Conflicting reports continue to trouble the fixed index annuity marketplace. Speculation concerns whether the Securities and Exchange Commission will take sufficient time to consider the thousands of comment letters that have poured into its office in opposition to proposed Rule 151A.
Unable to predict the outcome, FIA carriers and insurance agents are developing contingency plans that include strategies for operation under SEC regulation and state regulation.
Looming in the background is the question of whether the industry will be forced to file a lawsuit against the SEC to protect FIAs from securities regulation.
Certainly, adoption of Rule 151A will adversely impact FIA carriers. Some insurance companies have publicly declared they will be swift to attack the proposed rule legally, with no mercy, should adoption occur. Anticipated legal arguments will strike at the severe contradictions that exist between the SEC's historic position on FIAs and its posture in Rule 151A.
Critical to analysis of the SEC proposal is the concept of "investment risk."
In proposed Rule 151A, the SEC claims the consumer bears the "majority of the investment risk" based upon the "fluctuating, equity-linked portion" of the return.
This is contrary to long-standing SEC statements, including those in an amicus brief filed in a lawsuit in 1959. Since at least 1959, the SEC has declared that when a state-regulated insurance carrier assumes all of the risk by guaranteeing the consumer's principal and a fixed rate of interest (the minimum guaranteed rate), and guarantees payment of excess interest (index-linked interest), then the insurance carrier has sufficiently "assumed the investment risk." Accordingly, the product cannot be considered a security.
To be clear, the index-linked interest in a FIA is "excess" interest. It is paid over and above the minimum guaranteed interest promised in the contract. The SEC has not changed its position that index-linked interest is excess interest; rather, it is now contradicting itself by claiming the fluctuation in index-linked interest is somehow risky for the consumer.

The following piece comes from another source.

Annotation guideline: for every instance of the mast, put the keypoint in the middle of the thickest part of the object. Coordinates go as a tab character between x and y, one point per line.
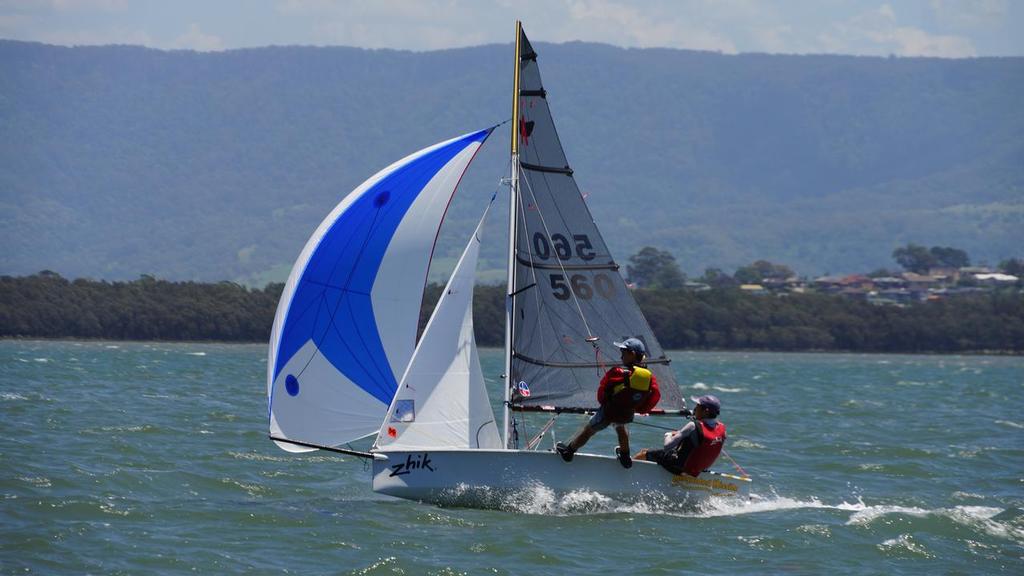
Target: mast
513	213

A second contradiction exists by the mere proposal of federal regulation over a state insurance product. The SEC strongly expressed in another amicus brief, filed in 1981, that redundant regulation should be avoided. It acknowledged that SEC regulation was not necessary where there is a governmental regulatory scheme, like the state insurance laws, as such laws substantially eliminate the risk of loss under the financial instrument.